Sebenarnya saya
tidak tahu lelaki itu sebagai apa di sana, di sebuah tempat makan pinggir
jalan, menyediakan menu ayam dan bebek. Saya datang bersama keluarga, ada yang
pesan ayam ada yang bebek, saya memilih ayam. Awalnya, lelaki lain yang
melayani kami, sampai kemudian datanglah dia. Saya begitu terpana. *ngetik sambil
malu-malu
Dia datang
membantu menyiapkan makanan dan minuman, rupanya tadi dia duduk di samping
‘tenda’. Kami begitu menikmati hidangan itu karena memang enak. Tapi sungguh sayang,
dalam keadaan seperti itu saya cenderung tidak bisa makan dengan nyaman.

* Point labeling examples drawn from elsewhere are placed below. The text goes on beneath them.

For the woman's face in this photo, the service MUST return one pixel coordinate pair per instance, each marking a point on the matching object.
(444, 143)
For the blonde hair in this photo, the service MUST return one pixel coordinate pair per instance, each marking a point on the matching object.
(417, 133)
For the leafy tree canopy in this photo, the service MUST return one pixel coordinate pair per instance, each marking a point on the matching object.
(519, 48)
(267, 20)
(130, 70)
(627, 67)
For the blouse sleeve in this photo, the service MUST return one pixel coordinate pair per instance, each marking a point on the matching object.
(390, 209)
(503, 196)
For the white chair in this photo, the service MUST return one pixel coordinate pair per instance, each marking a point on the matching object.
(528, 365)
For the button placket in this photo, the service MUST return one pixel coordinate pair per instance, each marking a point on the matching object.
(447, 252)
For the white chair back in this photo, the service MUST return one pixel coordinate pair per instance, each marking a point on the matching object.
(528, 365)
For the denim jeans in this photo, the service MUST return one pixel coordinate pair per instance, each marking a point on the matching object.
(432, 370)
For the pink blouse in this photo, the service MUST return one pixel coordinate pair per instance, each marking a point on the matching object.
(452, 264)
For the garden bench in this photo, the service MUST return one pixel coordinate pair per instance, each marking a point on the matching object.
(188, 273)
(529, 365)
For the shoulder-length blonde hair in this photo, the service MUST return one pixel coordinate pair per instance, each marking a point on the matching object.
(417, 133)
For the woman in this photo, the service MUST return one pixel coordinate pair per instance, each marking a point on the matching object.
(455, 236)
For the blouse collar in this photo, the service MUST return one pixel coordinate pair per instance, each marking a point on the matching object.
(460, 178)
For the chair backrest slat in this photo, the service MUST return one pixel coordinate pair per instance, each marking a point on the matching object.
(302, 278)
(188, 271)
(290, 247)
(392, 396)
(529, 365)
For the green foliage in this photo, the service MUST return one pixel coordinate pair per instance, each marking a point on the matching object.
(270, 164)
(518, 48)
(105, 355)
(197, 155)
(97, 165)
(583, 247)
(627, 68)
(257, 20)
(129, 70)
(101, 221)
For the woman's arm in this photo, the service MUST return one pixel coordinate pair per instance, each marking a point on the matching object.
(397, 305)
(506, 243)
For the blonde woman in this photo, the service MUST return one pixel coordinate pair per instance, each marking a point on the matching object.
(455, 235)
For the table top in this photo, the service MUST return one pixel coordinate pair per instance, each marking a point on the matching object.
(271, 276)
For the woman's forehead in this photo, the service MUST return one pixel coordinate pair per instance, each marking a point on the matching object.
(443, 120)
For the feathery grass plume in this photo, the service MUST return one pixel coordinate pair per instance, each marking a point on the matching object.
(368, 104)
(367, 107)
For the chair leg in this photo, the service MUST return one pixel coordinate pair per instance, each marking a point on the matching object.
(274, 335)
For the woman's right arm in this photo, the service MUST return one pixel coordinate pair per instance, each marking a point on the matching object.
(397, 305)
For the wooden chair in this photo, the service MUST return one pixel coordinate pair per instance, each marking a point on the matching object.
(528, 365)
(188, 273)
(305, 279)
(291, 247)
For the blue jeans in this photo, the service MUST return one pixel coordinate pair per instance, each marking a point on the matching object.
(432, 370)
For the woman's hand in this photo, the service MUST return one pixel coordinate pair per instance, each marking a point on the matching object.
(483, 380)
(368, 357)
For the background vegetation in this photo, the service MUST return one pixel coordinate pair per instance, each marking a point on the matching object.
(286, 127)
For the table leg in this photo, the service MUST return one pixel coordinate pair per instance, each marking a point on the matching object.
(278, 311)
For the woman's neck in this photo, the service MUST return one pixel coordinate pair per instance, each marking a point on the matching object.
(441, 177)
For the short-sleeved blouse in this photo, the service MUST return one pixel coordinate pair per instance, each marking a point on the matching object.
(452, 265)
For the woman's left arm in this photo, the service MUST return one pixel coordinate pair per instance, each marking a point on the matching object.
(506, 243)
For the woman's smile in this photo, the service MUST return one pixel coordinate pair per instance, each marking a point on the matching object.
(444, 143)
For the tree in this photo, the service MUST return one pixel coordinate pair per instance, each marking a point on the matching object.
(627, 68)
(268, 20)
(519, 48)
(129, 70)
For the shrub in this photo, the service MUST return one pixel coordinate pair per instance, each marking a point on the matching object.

Beberapa kali aku melihat ke arahnya, ke punggungnya, sambil berusaha untuk
tidak tersenyum. Tidak lama, lelaki itu lalu kembali ke luar tenda.
Benar, saya
tidak bisa menghabiskan ayamnya. Sungguh kenyang sekali dan benar-benar
canggung dengan suasana itu. Keluargaku hendak membayar dan sedang berurusan
dengan lelaki pertama tadi. Sementara itu, dia mendekatiku dan bertanya, “Itu
ayamnya belum habis, mau dibungkus?”
Saya panik! Dan
karena benar-benar merasa kacau dengan keadaan itu―oh, kalau kau juga introver
yang sedang naksir orang, pasti paham―saya menggeleng, “Tidak usah.”
Ternyata dia
tidak menyerah, lelaki itu berbicara pada keluargaku hingga semua orang bisa
dengar. “Ayamnya belum habis, dibungkus saja ini, ya?” katanya. Dan mereka
menyetujuinya. Saya sempat merasa malu saat itu.
Bisa
dibayangkan, saya saat itu seperti bocah yang terpojokkan karena makan enggak
habis, dan pendapatku diabaikan. Ya, walaupun saya akui apa yang dilakukannya
itu benar, sangat benar. Dan saya merasa dia begitu memesona, seperti pahlawan.
Oh, laki-laki memang seharusnya begitu. :p
Bagaimana kalau kekasihku adalah orang yang memojokkanku
tentang ayam goreng?
PS: kejadian ini
benar-benar sudah lama, tapi saya masih berharap bisa bertemu lagi
dengannya―entah karena keajaiban apa.